Sudden Fiction
- First edition cover
- Editor: Robert Shapard and James Thomas
- Publisher: W. W. Norton & Co
- Publication date: 1996
- ISBN: 978-0-393-03830-9

= Sudden Fiction (Continued) =

1996 short story collection

Sudden Fiction (Continued): 60 New Short Stories is a 1996 short story collection compiled and edited by Robert Shapard and James Thomas. It is a follow-up to Sudden Fiction International (1989) and Sudden Fiction - American Short-Short Stories.

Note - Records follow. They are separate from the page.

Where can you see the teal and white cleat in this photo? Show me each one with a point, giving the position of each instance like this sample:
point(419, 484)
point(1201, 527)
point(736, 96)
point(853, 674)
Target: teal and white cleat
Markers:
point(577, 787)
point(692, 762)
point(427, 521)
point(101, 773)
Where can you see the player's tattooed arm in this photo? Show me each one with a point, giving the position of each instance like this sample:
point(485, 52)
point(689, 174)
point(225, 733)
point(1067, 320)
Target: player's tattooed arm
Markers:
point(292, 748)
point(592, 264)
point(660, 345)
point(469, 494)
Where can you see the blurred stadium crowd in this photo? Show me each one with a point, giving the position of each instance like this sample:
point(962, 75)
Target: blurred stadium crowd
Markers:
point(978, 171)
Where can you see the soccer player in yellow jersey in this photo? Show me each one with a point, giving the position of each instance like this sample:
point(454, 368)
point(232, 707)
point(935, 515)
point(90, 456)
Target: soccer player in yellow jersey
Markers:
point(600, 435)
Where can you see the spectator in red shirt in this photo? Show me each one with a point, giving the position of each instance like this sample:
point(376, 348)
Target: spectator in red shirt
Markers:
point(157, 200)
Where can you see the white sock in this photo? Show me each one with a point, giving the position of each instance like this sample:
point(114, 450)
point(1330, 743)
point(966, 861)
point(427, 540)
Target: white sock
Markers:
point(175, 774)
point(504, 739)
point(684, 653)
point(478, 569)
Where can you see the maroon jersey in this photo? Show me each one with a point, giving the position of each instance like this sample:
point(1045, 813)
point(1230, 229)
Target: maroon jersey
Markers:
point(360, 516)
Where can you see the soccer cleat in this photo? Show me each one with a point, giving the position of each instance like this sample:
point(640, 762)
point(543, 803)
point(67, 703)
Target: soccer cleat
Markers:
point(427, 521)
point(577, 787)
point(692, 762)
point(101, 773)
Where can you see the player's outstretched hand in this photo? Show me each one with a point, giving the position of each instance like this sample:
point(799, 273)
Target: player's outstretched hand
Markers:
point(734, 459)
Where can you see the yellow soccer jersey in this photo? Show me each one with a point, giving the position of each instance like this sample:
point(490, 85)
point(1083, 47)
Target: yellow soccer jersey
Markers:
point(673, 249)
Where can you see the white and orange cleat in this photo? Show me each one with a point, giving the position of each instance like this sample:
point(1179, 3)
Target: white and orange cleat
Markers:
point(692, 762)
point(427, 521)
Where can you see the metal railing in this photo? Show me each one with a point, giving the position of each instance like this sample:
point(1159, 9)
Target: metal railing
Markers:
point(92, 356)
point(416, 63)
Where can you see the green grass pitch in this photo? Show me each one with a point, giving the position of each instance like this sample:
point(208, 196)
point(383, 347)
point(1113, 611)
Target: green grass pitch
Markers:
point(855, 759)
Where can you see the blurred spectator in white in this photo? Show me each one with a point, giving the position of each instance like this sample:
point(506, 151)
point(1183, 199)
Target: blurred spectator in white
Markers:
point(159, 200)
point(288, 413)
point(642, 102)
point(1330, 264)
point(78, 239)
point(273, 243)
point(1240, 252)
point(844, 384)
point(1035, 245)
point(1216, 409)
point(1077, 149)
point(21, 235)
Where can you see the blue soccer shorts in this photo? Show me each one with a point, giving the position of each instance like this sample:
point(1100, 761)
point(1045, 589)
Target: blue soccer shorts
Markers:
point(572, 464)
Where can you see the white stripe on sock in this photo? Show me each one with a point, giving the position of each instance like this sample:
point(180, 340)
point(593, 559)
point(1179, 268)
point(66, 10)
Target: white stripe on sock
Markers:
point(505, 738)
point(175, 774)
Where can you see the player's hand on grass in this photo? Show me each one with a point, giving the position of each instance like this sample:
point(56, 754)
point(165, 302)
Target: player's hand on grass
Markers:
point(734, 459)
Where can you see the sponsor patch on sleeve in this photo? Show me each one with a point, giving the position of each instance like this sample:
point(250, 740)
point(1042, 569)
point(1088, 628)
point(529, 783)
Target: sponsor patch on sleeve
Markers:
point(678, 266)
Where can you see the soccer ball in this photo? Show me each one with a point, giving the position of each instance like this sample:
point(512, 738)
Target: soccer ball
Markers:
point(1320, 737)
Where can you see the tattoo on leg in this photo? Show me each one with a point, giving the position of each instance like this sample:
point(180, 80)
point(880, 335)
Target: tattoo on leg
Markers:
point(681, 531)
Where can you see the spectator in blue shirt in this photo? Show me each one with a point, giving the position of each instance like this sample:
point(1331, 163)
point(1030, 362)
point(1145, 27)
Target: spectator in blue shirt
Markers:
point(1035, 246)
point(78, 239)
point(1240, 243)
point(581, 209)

Notable authors in Sudden Fiction (Continued) include William Maxwell, Margaret Atwood, Don DeLillo, Mark Richard, Molly Giles, Bruce Holland Rogers, Barry Peters, Andrew Lam, and Judy Troy.

==Reception==
Critical reception to the short story collection was positive. A reviewer from Publishers Weekly felt that the authors created fast-paced stories with "full, vivid characters and descriptions" while keeping the stories short. Greg Johnson wrote in The Atlanta Journal-Constitution that some of the short stories seemed gimmicky, but that Sudden Fiction (Continued) was a rich, vibrant collection otherwise. Lisa Meyers from the Los Angeles Times thought that the short story collection succeeded because it offered a "variety of voices, themes, and narrative techniques." Booklists Michele Leber liked the book's format, stating that it is "perfectly suited to the pace of modern life" since the short stories can be read in a few minutes time.